古代祭司在与神交流的时候,通常以精神恍惚的状态示人,这么看来何小萍的精神创伤也许有更深层的隐喻。何小萍随着音乐在草地上和舞台上的文工团一起起舞的一段,是我在所有电影中最能真切地感受到“天人合一”的一段,理想主义的光辉在祭奠一个时代的落幕的盛大仪式中聚集到了一个“通灵者”的身上。
何小萍最终没有辜负这个已经倒塌的时代,虽然神像在新时代已经彻底倒塌消弭了,但她仍然“供奉”着心目中的“神的代言人”,以此停留在曾给予自己温暖的旧时代。
从某种意义上说,这也是一种“幻灭”——作为整体的“人”在信仰层面的幻灭,这是新时代的副产品。

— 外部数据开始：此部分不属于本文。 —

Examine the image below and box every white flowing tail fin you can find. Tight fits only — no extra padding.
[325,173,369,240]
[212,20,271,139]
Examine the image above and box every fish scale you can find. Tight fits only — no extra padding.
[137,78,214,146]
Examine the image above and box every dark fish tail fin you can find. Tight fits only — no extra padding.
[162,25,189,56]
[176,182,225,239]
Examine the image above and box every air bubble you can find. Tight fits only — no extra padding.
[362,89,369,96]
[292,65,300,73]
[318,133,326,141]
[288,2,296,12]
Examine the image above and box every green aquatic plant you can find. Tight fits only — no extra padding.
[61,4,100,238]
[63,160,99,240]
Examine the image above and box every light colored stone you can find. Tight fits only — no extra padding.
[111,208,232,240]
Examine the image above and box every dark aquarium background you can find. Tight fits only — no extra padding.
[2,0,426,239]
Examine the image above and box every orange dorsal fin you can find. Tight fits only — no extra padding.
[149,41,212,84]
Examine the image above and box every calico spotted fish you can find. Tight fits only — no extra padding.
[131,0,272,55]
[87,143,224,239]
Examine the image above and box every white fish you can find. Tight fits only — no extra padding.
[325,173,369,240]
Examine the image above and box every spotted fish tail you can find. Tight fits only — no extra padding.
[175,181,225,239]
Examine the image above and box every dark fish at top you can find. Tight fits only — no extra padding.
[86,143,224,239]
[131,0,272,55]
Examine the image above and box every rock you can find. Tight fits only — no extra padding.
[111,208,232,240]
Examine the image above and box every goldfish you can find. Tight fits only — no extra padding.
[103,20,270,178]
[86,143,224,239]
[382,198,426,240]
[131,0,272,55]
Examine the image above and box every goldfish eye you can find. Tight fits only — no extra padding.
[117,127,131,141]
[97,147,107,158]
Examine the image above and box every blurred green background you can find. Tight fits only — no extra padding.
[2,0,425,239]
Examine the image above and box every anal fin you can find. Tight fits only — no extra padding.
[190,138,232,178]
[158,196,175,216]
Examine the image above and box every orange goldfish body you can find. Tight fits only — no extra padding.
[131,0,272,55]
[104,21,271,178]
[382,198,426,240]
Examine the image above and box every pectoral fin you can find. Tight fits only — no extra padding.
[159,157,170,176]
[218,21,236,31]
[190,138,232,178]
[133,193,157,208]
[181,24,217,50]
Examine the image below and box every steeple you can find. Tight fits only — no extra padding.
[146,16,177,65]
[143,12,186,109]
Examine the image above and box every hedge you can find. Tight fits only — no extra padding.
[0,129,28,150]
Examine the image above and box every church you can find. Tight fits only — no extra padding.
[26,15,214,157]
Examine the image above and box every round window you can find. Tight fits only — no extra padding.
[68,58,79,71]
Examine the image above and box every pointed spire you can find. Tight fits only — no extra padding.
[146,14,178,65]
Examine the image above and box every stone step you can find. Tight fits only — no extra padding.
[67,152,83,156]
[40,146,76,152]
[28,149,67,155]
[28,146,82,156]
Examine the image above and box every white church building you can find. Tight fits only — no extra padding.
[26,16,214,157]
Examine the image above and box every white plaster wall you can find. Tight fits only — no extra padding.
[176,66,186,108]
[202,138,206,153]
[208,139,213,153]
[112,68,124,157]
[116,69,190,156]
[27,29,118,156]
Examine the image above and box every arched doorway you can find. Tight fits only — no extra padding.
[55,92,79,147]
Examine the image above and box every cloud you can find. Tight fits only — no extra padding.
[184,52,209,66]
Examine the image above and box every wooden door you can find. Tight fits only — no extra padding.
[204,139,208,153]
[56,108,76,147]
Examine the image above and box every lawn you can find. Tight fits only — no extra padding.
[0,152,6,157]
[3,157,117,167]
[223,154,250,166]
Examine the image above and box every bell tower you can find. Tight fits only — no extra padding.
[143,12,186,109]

这也是这部电影纠结的地方,被历史车轮碾碎的瓷瓶里生长着鲜美的花,我们记得伤害但同时又超脱不了阳光灿烂的童年记忆,于是创作者开始在批判和暧昧之间摇摆不定,一面把旧时代碾碎,一面用仪式和温暖缅怀。
最后,这样的幻灭甚至包括了观众,这也是这部电影要在画面外使用旁白的原因。从一开始观众就作为萧穗子的交流者成为了整个故事大框架的一部分,眼看神像起,眼看神像塌,从开头对集体“崇高感”的树立,到结尾回到现实人生,“我们终于回想起曾经一度被他们支配的恐怖,和囚禁于鸟笼中的屈辱”——这句话用在这里意外地很搭。
在完整人物群像塑造的基础上为观众留下了思考空间,这是冯小刚导演最有史诗气质的作品。近些年看他的作品总有一种感觉:似乎就要能迈进那个门槛了,一次比一次近,但就是差点什么。
也许这一次,他至少有一只脚已经迈进那个门槛了。